When I finally emerge, dressed, after my own warm shower, the other two women have slipped out to the temple, and I find Kamatavi in the bedroom, where she sits cross-legged, back to the wall. The only sound comes from the clicking of her prayer beads and a part of her whispered prayer which rhythmically escapes: "krish. . .krish. krish. krish.” the sound drills softly into the quiet room. Out in the street, we walk in silence toward the temple two blocks away, still groggy before the first stimulant of the morning chant. Then a flash of movement catches our eyes. It’s a young woman bicycling north up Cass Street, heading to the temple. She’s a devotee. wearing a sari, but she’s hiked it up over her knees; they’re pumping like pistons. She whizzes down the middle of the empty road. The part of her sari which should cover her head lies collapsed on her shoulders, and her long light hair streams behind her like a contrail. Under the blue-white light of the streetlamps, she glows like an apparition. Then she’s past us.

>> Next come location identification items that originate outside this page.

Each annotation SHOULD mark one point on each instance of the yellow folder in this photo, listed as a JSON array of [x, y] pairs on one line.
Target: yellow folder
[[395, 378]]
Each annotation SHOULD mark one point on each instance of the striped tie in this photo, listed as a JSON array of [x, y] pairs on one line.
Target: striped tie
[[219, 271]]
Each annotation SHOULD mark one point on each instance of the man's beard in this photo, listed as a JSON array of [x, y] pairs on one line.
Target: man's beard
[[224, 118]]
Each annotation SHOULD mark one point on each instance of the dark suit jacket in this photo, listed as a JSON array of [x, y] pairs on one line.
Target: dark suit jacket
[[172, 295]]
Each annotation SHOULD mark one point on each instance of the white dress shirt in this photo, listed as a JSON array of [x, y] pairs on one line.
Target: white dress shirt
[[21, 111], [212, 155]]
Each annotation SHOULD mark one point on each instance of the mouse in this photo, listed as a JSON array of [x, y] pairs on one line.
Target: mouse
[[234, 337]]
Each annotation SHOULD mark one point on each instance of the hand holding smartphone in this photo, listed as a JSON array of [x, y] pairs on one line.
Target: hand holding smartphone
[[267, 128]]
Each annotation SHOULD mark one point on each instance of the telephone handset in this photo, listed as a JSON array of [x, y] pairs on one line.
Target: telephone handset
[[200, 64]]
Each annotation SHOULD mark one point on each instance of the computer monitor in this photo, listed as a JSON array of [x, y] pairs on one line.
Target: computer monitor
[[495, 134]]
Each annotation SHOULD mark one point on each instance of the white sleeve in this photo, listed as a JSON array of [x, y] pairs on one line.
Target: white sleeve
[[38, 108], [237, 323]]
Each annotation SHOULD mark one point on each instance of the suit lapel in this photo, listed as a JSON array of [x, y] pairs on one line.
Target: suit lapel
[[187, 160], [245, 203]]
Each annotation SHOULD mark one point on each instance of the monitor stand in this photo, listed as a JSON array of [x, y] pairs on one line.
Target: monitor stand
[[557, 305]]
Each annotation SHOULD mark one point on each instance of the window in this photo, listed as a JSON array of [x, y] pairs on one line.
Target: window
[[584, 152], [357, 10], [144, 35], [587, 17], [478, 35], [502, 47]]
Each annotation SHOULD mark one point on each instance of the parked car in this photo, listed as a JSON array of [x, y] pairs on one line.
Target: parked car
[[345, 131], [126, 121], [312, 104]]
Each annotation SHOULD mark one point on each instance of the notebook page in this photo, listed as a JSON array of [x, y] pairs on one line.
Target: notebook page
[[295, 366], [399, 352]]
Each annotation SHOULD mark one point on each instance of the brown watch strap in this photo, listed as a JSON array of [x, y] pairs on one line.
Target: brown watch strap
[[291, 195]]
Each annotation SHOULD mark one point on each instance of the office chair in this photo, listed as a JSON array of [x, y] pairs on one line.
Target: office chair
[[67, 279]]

For blocks in every direction silent homes are sheltering middle-class occupants who are sleeping off the effects of thanking God for Friday. It will be hours before they stagger out of bed. No one will know that a young girl pedaled by at 4:00 a.m. with such wild abandon. In the distance, I can still sec the receding figure; she holds her body taut, nearly upright. I'm glad I’ve had this glimpse of her, safe at least momentarily from the demons, as she flees through the dark and heads for her divine dance.